Boosting Cross-task Transferability of Adversarial Patches with Visual Relations
This addresses the robustness evaluation of foundational multi-task AI systems like Visual ChatGPT, though it is incremental as it builds on existing adversarial patch methods.
The paper tackles the problem of limited cross-task transferability of adversarial examples in multi-task AI systems, proposing VRAP, a method that uses visual relations to generate adversarial patches, which significantly outperforms previous methods in black-box transferability across visual reasoning tasks.

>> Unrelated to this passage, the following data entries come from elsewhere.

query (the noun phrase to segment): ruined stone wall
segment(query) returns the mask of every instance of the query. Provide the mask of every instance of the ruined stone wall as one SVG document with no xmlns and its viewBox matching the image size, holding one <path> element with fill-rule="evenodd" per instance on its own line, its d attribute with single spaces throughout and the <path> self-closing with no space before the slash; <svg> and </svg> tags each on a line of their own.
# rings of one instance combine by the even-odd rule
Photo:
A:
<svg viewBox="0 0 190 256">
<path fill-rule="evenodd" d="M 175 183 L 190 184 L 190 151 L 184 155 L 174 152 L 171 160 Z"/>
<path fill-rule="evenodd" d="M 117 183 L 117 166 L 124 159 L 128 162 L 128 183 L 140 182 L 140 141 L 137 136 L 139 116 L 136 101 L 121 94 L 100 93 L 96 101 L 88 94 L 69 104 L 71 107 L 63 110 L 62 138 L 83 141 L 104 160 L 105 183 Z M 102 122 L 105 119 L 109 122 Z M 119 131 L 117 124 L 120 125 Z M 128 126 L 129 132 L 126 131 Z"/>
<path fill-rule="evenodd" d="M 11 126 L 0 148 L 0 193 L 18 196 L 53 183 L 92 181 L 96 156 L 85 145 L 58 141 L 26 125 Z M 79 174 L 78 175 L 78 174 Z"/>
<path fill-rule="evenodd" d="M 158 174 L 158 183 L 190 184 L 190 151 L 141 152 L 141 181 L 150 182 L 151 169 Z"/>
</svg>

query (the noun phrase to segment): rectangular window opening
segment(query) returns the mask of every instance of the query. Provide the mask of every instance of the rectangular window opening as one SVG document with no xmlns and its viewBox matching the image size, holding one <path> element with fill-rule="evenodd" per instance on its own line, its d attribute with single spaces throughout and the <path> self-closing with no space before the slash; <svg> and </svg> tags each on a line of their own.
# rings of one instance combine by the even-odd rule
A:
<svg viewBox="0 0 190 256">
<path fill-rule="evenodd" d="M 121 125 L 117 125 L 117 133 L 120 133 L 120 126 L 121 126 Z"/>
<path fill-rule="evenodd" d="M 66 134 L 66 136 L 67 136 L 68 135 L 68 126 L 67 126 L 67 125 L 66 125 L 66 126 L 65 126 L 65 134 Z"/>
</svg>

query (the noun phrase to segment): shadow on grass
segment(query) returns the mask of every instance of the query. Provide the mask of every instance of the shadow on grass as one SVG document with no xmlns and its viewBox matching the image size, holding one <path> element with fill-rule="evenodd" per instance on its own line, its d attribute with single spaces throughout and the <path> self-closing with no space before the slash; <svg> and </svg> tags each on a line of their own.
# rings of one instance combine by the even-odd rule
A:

The transferability of adversarial examples is a crucial aspect of evaluating the robustness of deep learning systems, particularly in black-box scenarios. Although several methods have been proposed to enhance cross-model transferability, little attention has been paid to the transferability of adversarial examples across different tasks. This issue has become increasingly relevant with the emergence of foundational multi-task AI systems such as Visual ChatGPT, rendering the utility of adversarial samples generated by a single task relatively limited. Furthermore, these systems often entail inferential functions beyond mere recognition-like tasks. To address this gap, we propose a novel Visual Relation-based cross-task Adversarial Patch generation method called VRAP, which aims to evaluate the robustness of various visual tasks, especially those involving visual reasoning, such as Visual Question Answering and Image Captioning. VRAP employs scene graphs to combine object recognition-based deception with predicate-based relations elimination, thereby disrupting the visual reasoning information shared among inferential tasks. Our extensive experiments demonstrate that VRAP significantly surpasses previous methods in terms of black-box transferability across diverse visual reasoning tasks.